The history of our past is shrouded in darkness, but even today, if one wants to, one can find amazing facts by studying the extraction and distribution of copper in one of the most enormous ancient mines located in the modern American state of Michigan. I have discovered a scientific study on this subject and will provide a few excerpts from that study:

► It is estimated that ancient miners extracted about half a billion pounds of copper from tens of thousands of pits on Isle Royale and the Keweenaw Peninsula in Michigan over a thousand years. Carbon dating of wooden logs in the mines showed that mining of the mineral began around 2450 B.C. and stopped abruptly in 1200 B.C. It is not officially known what became of Michigan copper.

► From about 2500 B.C., the use of copper, previously limited to parts of southern Europe, suddenly spread across the continent. No one knows where copper originated in Europe.

► According to Indian legends, mining was done by fair-haired “men of the sea” – giants.

► Mining suddenly stopped, as if they left one day and never came back. During this thousand-year mining period, some of the miners probably explored the western continent, as evidenced by the huge skeletons found in many places, such as the red-haired giants who arrived by boat at Lovelock Cave on Lake Lahontan, Nevada, whose skeletons were discovered in 1924 with fishing nets and duck decoys.

► These miners utilized the medicinal properties of plants. For example, the Devil’s Club shrub. This plant has huge prickly leaves and stems.

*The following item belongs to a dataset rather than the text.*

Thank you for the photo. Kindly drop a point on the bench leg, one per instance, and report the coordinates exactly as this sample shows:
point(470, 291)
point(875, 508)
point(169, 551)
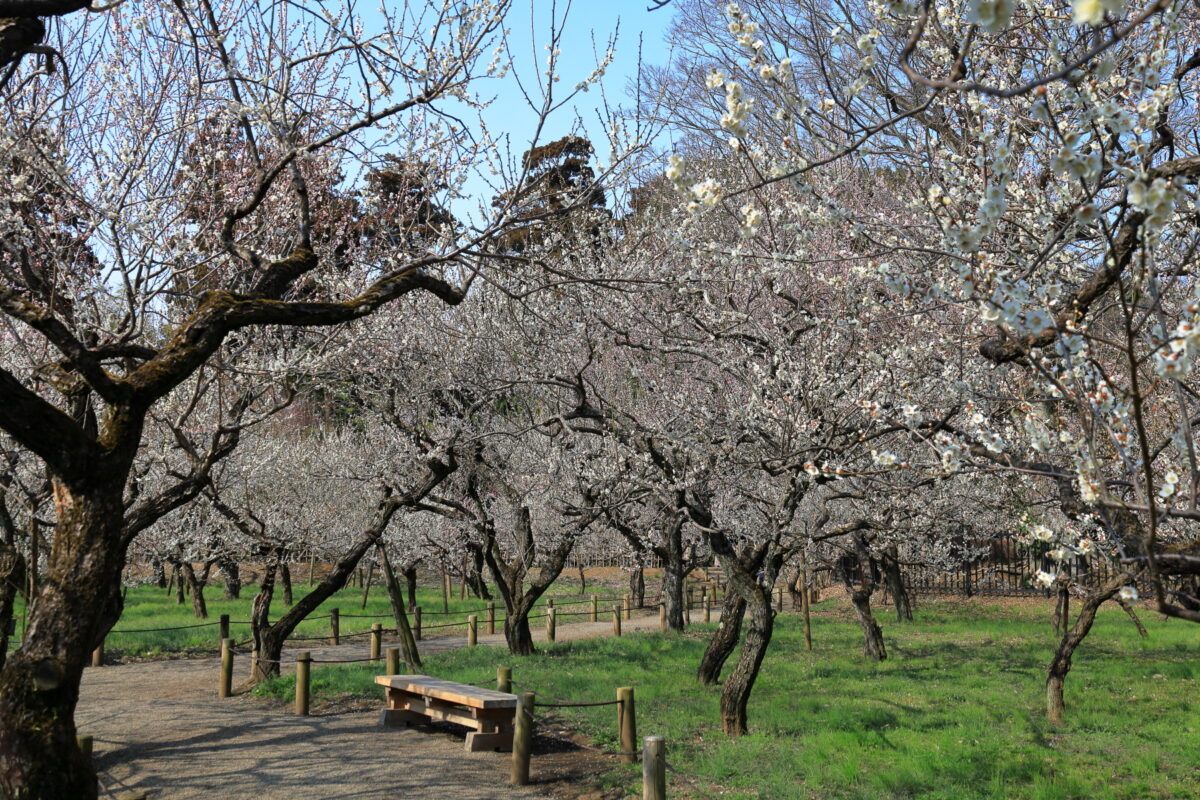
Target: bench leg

It has a long history of use in traditional medicine to treat diabetes, tumors and tuberculosis, and its effectiveness has been confirmed by modern research. It may have been brought to this remote island in Lake Superior in ancient times.

► Samples of “native” Michigan copper sometimes contain silver crystals mechanically confined but not fused; this is called “half copper.” The presence of silver inclusions in “ancient copper culture” tools indicates that they were made by cold working. Forged weapons and tools found at Hopewell Mounds “contain flecks of silver that are found only in Upper Lake copper.”

►► Palden Jenkins, a Glastonbury historian, relates: “I met a farmer who owns the land that contains the megalithic stone circle known as Merry Maidens in the far west of Cornwall (UK). He discovered an arrowhead while clearing hedgerows, which was sent to the British Museum for identification. The answer came back, “5,000 years old; origin Michigan, USA.”